Now that you have selected your site, gathered your equipment (tourniquet, tape, IV catheter, and a saline or heparin lock with a fluid flush), you are prepared to start the IV. This is the tricky part. I like to place my tourniquets high and tight, then let the patient’s arm hang for a few seconds. This will engorge the veins sufficiently if there is enough blood volume and pressure. You can use a blood pressure cuff if you are in a pinch, but it takes time to inflate the cuff.
Something to remember is that this is a sterile technique. You should swap the site with some sort of cleaning pad, whether it be alcohol or a cholorhexidine/alcohol pad. The book recommends using a circular technique starting inside the circle and expanding outward, and it’s a good technique to use. Remember DO NOT TOUCH the site once you have prepped it as this will contaminate the site and leave the patient open to infection.
Something I try and teach students that come through me, when they say 45 degree angle and insert till you feel a “pop,” forget it. Most of the IV starts I perform I feel no pop. I believe this to be a hold over in the technique from more simplified explanations. You should watch the flash chamber for a flash of blood, then push the catheter forward. It may come to a stop before the hub is all the way in, depending on how much catheter you have in and how bad you need it, this is ok. So long as it is not infiltrated it will be ok.
Some people have trouble with the angle of insertion. The book will say insert at a 45 degree angle, any street-wise advanced EMT or paramedic will tell you that typically the flatter the better. Pull traction on the skin, insert needle bevel up, around a 10 degree angle, and I like to start 1-2 mm behind the vein I selected, then watch for flash.

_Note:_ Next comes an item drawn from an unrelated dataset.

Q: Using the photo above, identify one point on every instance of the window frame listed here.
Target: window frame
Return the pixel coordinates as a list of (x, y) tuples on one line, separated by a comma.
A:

Something I also see new students and even veterans who are out of practice do is they take their time. Talking this over with some other paramedics, we came to one conclusion: it is a procedure that, although simple, needs to be done with purpose. It is one of the few things that we do that patients fear the most. It should be done quickly and with confidence, I often limit my students to one or two IV attempts for this reason.
Now that you know the technique in words, I will demonstrate it in pictures, but that is for another day.